Shelley and Lovelace Never met
Created and performed by Becky McKercher as Mary Shelley and Sarah Thuswaldner as Ada Lovelace by the Dangerous Dames Theatre based in Ottawa.
This fringe event is a most sophisticated text by two actresses who play the individuals involved: two women who made their mark in litterary and mathematical history and who appear as Spirits resurrected in a cemetery where they meet one night to discuss their strange and difficult relations with their familiies.
Mary Shelley was the wife of Poet Percy Shelley and the author of Frankenstein, a great classic of 19th Century fiction, probably read by more people than the works of Charles Dickens. Lady Lovelace was the daughter of Lord Byron. She was both a scientist and a mathematician. She was noted for her work “ on British mathematician Charles Babbage’s analytical engine which was the fore-runner of the computer. The sense of this duo performance is not only to show the biographies of these two women but mainly to emphasize on one hand their relationship with these two great writers (Shelley and Byron) and on the other hand to emphasize the fact that these women were two of the greatest minds in the 19th Century whose work surpassed almost everything that the men had done at that time.
The title of this theatre company ‘”Dangerous Dames” attests to that reputation and the fact that highly intelligent women were sometimes more feared than admired at that period . The performance was a spritely and a special moment of the fringe which plunged us into that British period with the accents, the costumes, the coiffures, the references and the way these two actresses recreated the atmosphere of witty and even mannered conversation that took place during the gatherings of poets and writers at that time.
As well as the text, the staging of this clever confrontation of minds and spirits was delightful because they toyed with each other, shifting roles. and moods. Sometimes they would take on the voices of their husbands or fathers., pretending to debate ideas between two people although the performance was carried out by a single actress. The orchestration of these various voices was perfect and the moving from one character to the next was seamless.

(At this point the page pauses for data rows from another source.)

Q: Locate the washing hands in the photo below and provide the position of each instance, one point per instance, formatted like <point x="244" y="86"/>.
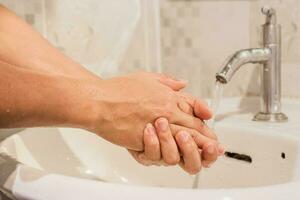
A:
<point x="146" y="113"/>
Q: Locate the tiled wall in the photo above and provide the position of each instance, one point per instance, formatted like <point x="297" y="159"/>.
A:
<point x="198" y="35"/>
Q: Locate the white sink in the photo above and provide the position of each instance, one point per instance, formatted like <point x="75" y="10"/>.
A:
<point x="269" y="153"/>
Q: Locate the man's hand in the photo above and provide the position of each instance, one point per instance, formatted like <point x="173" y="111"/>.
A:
<point x="161" y="148"/>
<point x="126" y="104"/>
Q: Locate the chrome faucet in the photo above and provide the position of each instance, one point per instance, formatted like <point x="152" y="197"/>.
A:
<point x="269" y="56"/>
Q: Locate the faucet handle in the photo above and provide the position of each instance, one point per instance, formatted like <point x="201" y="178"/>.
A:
<point x="270" y="15"/>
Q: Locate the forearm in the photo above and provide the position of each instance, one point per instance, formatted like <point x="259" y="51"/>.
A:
<point x="24" y="47"/>
<point x="30" y="99"/>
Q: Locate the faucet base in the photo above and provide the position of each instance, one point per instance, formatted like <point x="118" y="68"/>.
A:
<point x="275" y="117"/>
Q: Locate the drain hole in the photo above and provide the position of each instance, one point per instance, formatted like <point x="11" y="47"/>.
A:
<point x="237" y="156"/>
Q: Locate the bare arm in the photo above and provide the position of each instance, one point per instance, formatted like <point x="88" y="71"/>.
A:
<point x="32" y="99"/>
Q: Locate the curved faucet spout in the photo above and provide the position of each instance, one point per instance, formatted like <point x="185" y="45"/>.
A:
<point x="255" y="55"/>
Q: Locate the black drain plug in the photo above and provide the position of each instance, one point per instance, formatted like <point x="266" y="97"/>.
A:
<point x="237" y="156"/>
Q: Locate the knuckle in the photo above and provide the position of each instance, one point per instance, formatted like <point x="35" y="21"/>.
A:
<point x="194" y="170"/>
<point x="172" y="160"/>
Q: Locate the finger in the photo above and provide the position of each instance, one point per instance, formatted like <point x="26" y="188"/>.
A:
<point x="185" y="107"/>
<point x="191" y="157"/>
<point x="141" y="158"/>
<point x="199" y="138"/>
<point x="169" y="81"/>
<point x="151" y="142"/>
<point x="209" y="154"/>
<point x="183" y="119"/>
<point x="200" y="107"/>
<point x="168" y="145"/>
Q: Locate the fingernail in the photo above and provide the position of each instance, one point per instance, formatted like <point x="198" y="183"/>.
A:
<point x="184" y="136"/>
<point x="150" y="129"/>
<point x="183" y="81"/>
<point x="210" y="149"/>
<point x="163" y="125"/>
<point x="221" y="149"/>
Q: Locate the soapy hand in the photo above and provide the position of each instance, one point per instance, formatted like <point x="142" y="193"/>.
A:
<point x="161" y="148"/>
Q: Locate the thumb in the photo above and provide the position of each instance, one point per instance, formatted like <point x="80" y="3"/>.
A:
<point x="169" y="81"/>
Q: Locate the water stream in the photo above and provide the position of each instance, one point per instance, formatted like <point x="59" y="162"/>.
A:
<point x="214" y="105"/>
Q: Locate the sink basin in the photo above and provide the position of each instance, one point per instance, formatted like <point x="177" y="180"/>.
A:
<point x="260" y="156"/>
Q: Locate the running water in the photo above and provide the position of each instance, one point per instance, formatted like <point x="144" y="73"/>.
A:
<point x="214" y="105"/>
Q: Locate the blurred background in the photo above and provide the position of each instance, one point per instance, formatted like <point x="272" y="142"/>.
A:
<point x="188" y="39"/>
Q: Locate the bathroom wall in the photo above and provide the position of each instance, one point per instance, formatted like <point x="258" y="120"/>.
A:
<point x="198" y="35"/>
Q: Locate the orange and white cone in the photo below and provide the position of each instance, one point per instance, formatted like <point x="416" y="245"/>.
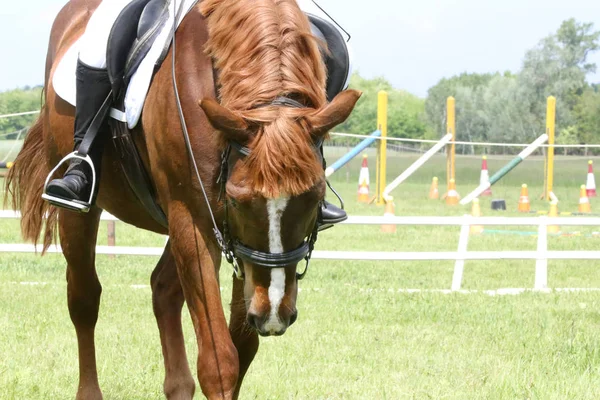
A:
<point x="484" y="178"/>
<point x="584" y="201"/>
<point x="476" y="212"/>
<point x="363" y="182"/>
<point x="452" y="195"/>
<point x="590" y="185"/>
<point x="553" y="214"/>
<point x="524" y="205"/>
<point x="389" y="212"/>
<point x="434" y="192"/>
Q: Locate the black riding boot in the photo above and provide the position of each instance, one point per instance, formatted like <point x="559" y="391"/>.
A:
<point x="73" y="190"/>
<point x="329" y="214"/>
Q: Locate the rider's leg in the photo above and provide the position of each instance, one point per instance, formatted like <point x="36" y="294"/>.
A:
<point x="93" y="87"/>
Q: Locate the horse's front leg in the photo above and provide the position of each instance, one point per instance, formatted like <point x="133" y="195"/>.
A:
<point x="78" y="240"/>
<point x="244" y="337"/>
<point x="198" y="257"/>
<point x="167" y="302"/>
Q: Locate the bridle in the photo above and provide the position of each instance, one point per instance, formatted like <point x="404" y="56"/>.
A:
<point x="234" y="248"/>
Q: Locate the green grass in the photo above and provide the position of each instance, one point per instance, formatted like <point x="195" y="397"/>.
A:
<point x="357" y="336"/>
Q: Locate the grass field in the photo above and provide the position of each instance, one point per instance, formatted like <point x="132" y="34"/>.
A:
<point x="358" y="335"/>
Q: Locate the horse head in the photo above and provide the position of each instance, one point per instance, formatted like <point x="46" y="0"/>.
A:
<point x="272" y="192"/>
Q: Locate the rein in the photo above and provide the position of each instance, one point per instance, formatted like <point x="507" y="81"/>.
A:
<point x="233" y="249"/>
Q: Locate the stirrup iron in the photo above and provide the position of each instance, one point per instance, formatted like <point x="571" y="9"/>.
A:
<point x="73" y="205"/>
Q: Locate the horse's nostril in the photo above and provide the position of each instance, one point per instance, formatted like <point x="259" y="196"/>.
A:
<point x="293" y="318"/>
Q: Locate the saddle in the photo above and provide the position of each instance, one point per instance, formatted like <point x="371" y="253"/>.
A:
<point x="131" y="38"/>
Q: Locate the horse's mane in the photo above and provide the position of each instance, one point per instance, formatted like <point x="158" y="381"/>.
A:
<point x="264" y="49"/>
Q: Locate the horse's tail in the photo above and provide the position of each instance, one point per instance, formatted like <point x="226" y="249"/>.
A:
<point x="25" y="184"/>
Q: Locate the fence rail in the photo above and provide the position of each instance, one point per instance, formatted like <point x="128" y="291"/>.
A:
<point x="541" y="254"/>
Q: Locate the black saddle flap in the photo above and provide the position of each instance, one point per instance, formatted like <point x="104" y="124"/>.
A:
<point x="338" y="59"/>
<point x="122" y="35"/>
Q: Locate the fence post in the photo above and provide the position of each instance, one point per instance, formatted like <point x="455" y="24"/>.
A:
<point x="459" y="265"/>
<point x="541" y="264"/>
<point x="550" y="128"/>
<point x="110" y="227"/>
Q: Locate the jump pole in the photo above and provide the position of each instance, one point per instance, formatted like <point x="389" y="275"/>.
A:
<point x="382" y="100"/>
<point x="506" y="169"/>
<point x="451" y="129"/>
<point x="417" y="164"/>
<point x="550" y="130"/>
<point x="352" y="153"/>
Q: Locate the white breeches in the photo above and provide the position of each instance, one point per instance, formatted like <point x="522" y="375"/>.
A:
<point x="95" y="38"/>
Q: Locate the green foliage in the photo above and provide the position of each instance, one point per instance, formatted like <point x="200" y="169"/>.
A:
<point x="512" y="107"/>
<point x="16" y="101"/>
<point x="405" y="111"/>
<point x="587" y="115"/>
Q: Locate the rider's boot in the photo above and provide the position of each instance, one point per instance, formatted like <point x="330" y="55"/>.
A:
<point x="73" y="191"/>
<point x="330" y="214"/>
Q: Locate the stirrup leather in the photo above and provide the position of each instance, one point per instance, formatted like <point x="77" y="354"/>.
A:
<point x="73" y="205"/>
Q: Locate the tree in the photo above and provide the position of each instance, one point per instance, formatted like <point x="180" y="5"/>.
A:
<point x="16" y="101"/>
<point x="587" y="116"/>
<point x="405" y="111"/>
<point x="558" y="67"/>
<point x="435" y="105"/>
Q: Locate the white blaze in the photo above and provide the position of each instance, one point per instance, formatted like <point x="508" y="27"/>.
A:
<point x="275" y="209"/>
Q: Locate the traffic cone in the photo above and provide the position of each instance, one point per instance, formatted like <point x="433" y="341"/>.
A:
<point x="476" y="212"/>
<point x="363" y="182"/>
<point x="389" y="212"/>
<point x="584" y="201"/>
<point x="434" y="193"/>
<point x="484" y="178"/>
<point x="524" y="205"/>
<point x="553" y="214"/>
<point x="590" y="185"/>
<point x="452" y="195"/>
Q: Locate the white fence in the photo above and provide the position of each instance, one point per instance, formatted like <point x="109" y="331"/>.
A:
<point x="541" y="254"/>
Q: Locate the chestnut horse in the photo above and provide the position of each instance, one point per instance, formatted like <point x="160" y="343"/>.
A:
<point x="263" y="50"/>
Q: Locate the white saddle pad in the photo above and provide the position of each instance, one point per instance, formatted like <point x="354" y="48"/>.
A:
<point x="64" y="76"/>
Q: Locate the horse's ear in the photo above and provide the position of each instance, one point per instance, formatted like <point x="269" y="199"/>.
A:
<point x="224" y="120"/>
<point x="335" y="112"/>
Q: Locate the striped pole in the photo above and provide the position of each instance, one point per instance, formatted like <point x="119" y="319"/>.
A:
<point x="352" y="153"/>
<point x="506" y="169"/>
<point x="417" y="164"/>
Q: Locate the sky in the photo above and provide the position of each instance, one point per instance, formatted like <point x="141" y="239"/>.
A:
<point x="413" y="44"/>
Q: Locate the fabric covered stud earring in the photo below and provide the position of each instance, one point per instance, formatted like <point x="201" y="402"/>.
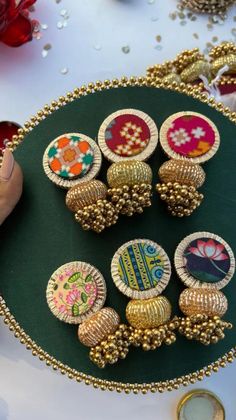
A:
<point x="76" y="293"/>
<point x="72" y="161"/>
<point x="72" y="158"/>
<point x="141" y="270"/>
<point x="205" y="263"/>
<point x="189" y="139"/>
<point x="128" y="137"/>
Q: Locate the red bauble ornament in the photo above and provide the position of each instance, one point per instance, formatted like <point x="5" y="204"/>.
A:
<point x="7" y="130"/>
<point x="16" y="27"/>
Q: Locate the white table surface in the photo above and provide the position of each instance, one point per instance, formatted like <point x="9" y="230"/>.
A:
<point x="90" y="47"/>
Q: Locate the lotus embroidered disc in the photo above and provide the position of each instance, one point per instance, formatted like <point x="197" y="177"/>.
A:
<point x="141" y="269"/>
<point x="72" y="158"/>
<point x="75" y="291"/>
<point x="189" y="135"/>
<point x="128" y="134"/>
<point x="204" y="259"/>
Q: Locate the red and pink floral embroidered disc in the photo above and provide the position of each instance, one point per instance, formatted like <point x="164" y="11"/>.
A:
<point x="189" y="135"/>
<point x="128" y="134"/>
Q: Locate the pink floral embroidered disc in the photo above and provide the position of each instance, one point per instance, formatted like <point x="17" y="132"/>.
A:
<point x="204" y="258"/>
<point x="207" y="260"/>
<point x="128" y="133"/>
<point x="189" y="135"/>
<point x="74" y="291"/>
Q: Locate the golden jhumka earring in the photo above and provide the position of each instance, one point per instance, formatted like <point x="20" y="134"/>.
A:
<point x="127" y="138"/>
<point x="141" y="270"/>
<point x="205" y="263"/>
<point x="188" y="138"/>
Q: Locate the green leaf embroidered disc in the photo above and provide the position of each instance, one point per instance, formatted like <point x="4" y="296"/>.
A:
<point x="75" y="291"/>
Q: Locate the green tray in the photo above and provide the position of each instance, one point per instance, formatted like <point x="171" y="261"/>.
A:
<point x="41" y="235"/>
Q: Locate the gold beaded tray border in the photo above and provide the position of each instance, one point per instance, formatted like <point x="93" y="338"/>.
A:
<point x="10" y="321"/>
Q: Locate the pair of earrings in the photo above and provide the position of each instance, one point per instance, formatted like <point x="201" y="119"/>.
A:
<point x="141" y="270"/>
<point x="127" y="138"/>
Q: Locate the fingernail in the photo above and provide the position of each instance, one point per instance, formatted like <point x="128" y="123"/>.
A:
<point x="7" y="165"/>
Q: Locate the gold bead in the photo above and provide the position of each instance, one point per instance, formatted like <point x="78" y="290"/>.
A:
<point x="85" y="194"/>
<point x="148" y="313"/>
<point x="98" y="326"/>
<point x="210" y="302"/>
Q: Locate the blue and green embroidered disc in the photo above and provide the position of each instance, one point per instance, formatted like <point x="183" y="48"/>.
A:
<point x="141" y="269"/>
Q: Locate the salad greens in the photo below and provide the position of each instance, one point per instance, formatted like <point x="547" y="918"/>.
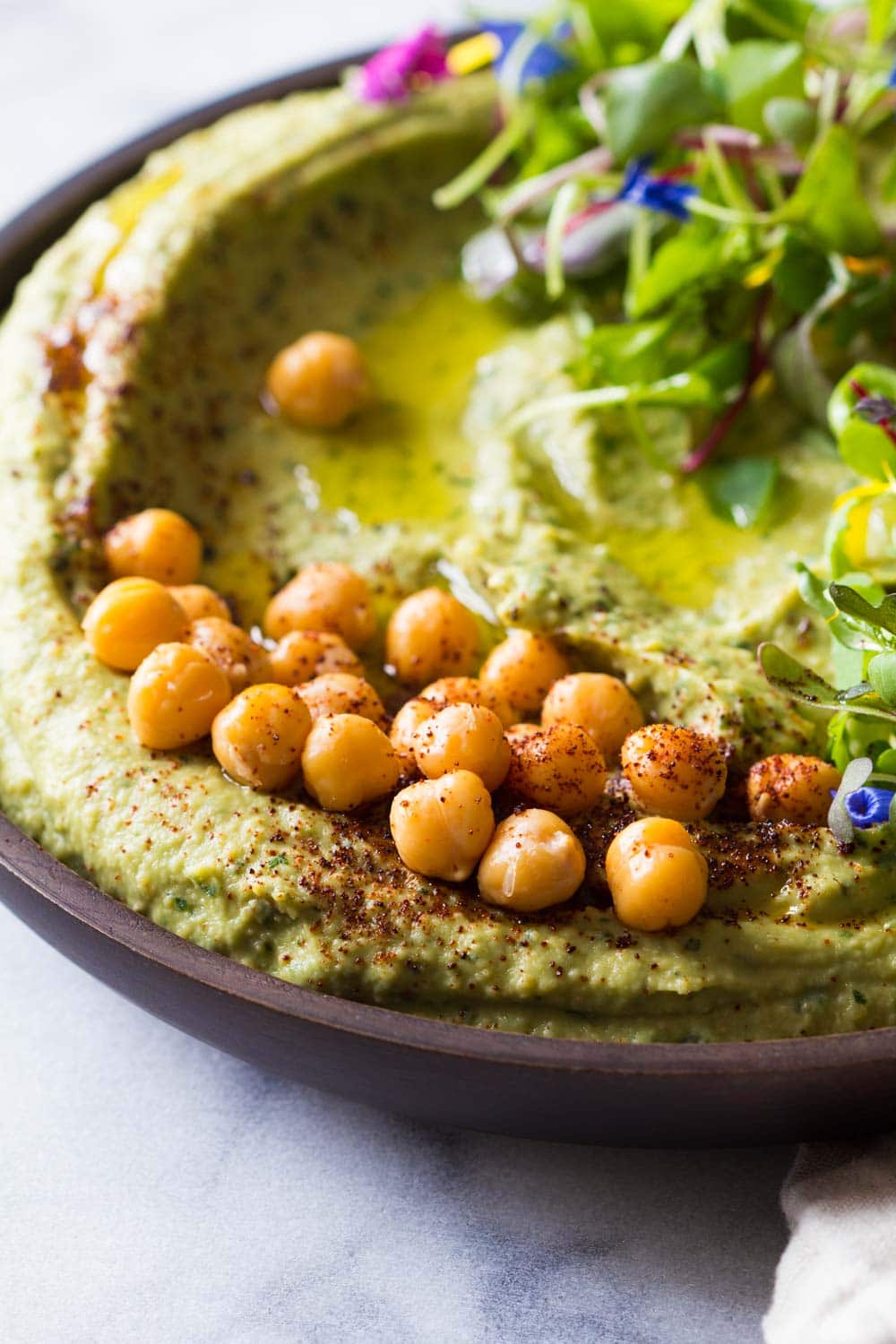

Both actresses showed enormous skill.
It was not difficult to identify which actress was playing which individual (or individuals) and the event was totally enjoyable because it brought a lot more depth to the way feminist theatre is usually presented . It also confirmed to the members of the audience that they were well educated because the quotes and references were usually easily recognizable and immediately explained.
A perfect and intelligent vehicule for the fringe.